Sören Auer described the difference between the Web 1.0, 2.0 and 3.0 as follows: On the Web 1.0, you had many websites that provided unstructured, mainly textual content. On the Web 2.0, you have a few large websites that are specialised on specific content types. And, finally, on the Web 3.0, there are many websites which contain, and are able to semantically syndicate, arbitrarily structured content.
So why would we need another web? What you cannot do with the current web is finding answers to seemingly complex, yet in reality pretty mundane question such as: Where in Leipzig do I find an apartment that is close to bilingual, German-French child care facilities? Are there any ERP service providers which have offices in Vienna and Berlin? Who are the researchers in South-East Asia currently working on database related topics?
Sören further discussed three of the present means of bringing relation data to the web: Triplify (a web application plugin that exposes data from relational databases in RDF), D2RQ (a declarative language to describe mappings between relational database schemata and OWL/RDFS ontologies, developed at Free University Berlin), and Virtuoso Universal Server (a middleware and database engine hybrid delivering for instance data integration for SQL, RDF, XML, Web Services).

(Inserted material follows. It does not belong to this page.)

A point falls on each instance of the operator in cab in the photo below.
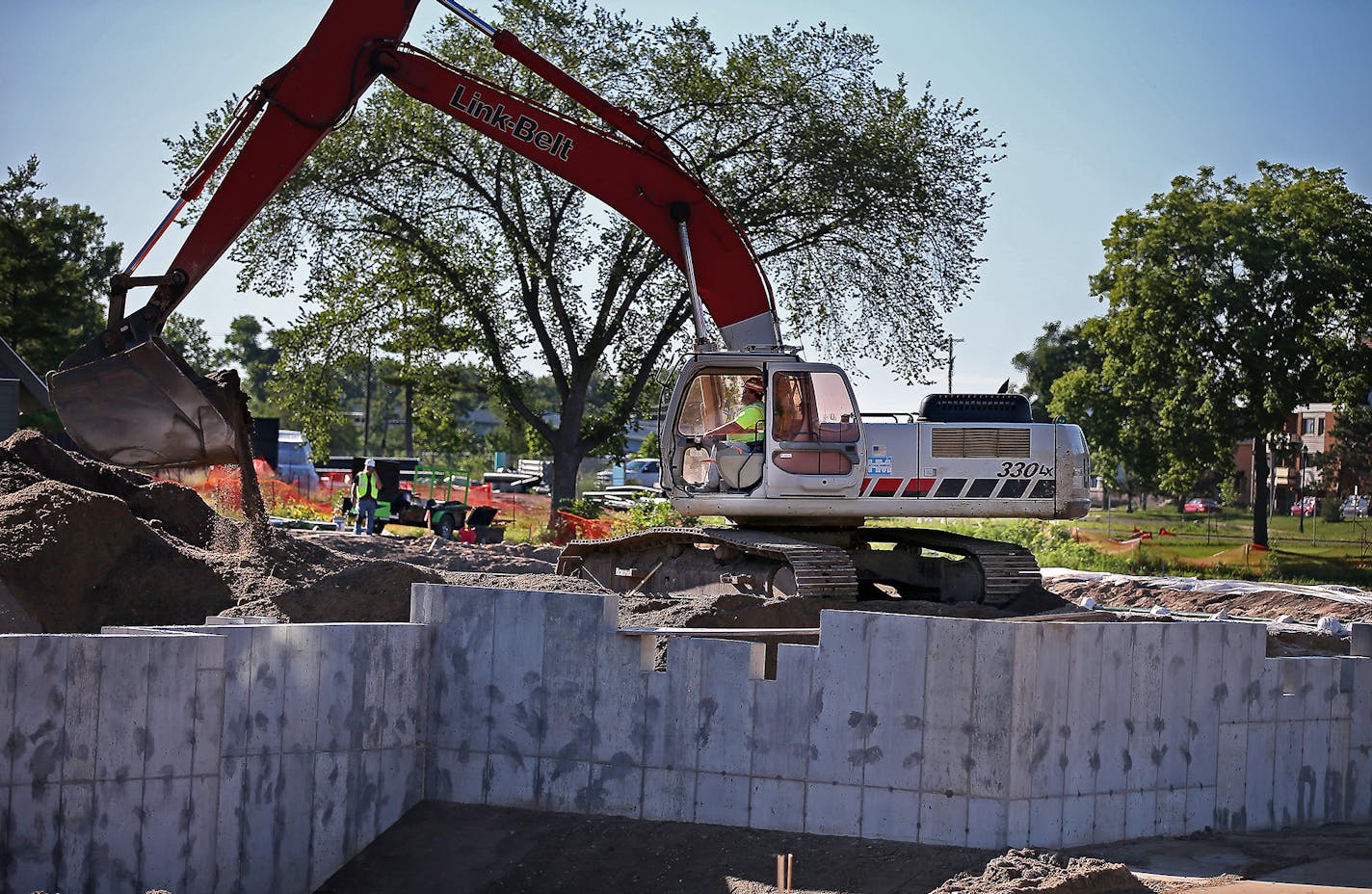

With respect to Triplify, Sören – who is Triplify’s founder and main developer at AKSW Uni Leipzig – showed and discussed the configuration for WordPress 2.1., which can be found here (click here for more configurations, e.g. for Joomla, OpenConf and Drupal). The next aim for Triplify is to become an integral part in enduser web app distibutions.
And important question raised by Sören was: How do next generation search engines know that something has changed on the web of data? He suggested three approaches:
- Always try to crawl everything (this may sound silly – but that’s actually what is happening on the current web)

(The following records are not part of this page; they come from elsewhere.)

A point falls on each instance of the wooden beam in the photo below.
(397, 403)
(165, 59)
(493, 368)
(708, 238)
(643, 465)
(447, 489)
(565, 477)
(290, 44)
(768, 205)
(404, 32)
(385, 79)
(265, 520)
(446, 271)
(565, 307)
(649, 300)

- Ping a central update notification service – e.g. PingTheSemanticWeb.com – which works as a showcase, but will probably not scale if the data web gets really deployed.

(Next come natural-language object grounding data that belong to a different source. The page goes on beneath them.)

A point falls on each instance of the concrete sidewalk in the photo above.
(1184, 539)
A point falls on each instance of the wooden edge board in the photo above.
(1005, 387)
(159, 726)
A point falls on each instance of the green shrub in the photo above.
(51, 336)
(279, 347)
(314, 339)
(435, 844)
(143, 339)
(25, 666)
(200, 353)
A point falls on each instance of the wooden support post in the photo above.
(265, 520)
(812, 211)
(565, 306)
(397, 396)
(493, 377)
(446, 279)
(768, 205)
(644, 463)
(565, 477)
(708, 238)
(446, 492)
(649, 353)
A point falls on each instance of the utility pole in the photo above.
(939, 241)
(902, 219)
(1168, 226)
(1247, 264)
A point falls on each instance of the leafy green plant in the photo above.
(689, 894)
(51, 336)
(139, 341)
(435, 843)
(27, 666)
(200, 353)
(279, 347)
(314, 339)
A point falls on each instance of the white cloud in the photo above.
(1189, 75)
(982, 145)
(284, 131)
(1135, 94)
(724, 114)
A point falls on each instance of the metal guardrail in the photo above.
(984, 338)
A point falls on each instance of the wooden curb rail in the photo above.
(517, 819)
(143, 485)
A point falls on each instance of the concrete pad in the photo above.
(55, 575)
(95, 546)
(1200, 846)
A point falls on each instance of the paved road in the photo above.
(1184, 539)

- Each linked data endpoint publishes an update log – e.g. with Triplify, as a special folder inside the Triplify namespace, e.g. http://example.com/Triplify/update
Also discussed by Sören and worth checking out is Reuters’ Semantic proxy – the demo went live in late September.
Orri Erling, as the lead developer of the Virtuoso Team, addressed the issue of mapping relational databases to RDF with OpenLink Virtuoso. In his talk, he addressed the pros and cons of RDF data warehouse:
Pros
- Even query performance across all data
- Possibility of forward-chaining inference
- Some SPARQL features may be better supported, e.g. Unspecified predicates
Cons
- Keeping data up-to-date
- Complex set up, needs dedicated servers: you don’t build them on a whim
What Virtuoso delivers is mapping of SPARQL to SQL against any existing schema (whether stored in Virtuoso or elsewhere); a physical quad-store (quad as in quadruple; not as in quad-bike
; and Federated/local Relational Data Base Management Systems (RDBMS).
A more detailed discussion of the requirements for Relational-to-RDF Mapping is available on Orri’s blog, where he discusses it in the light of his own experience. A power point presentation of a previous talk he gave to the W3C RDB2RDF Incubator Group can be downloaded here: Mapping Relational Databases to RDF with OpenLink Virtuoso (PPT, 115KB). His summary of the group discussions around the same topic, Requirements for Relational to RDF Mapping, can be found here.
Orri also showed the Virtuoso billion triples demo which, according to the corresponding blogpost, “is being worked on at the time of submission and may be shown online by appointment.” The demo was a submission to the Billion Triples Challenge.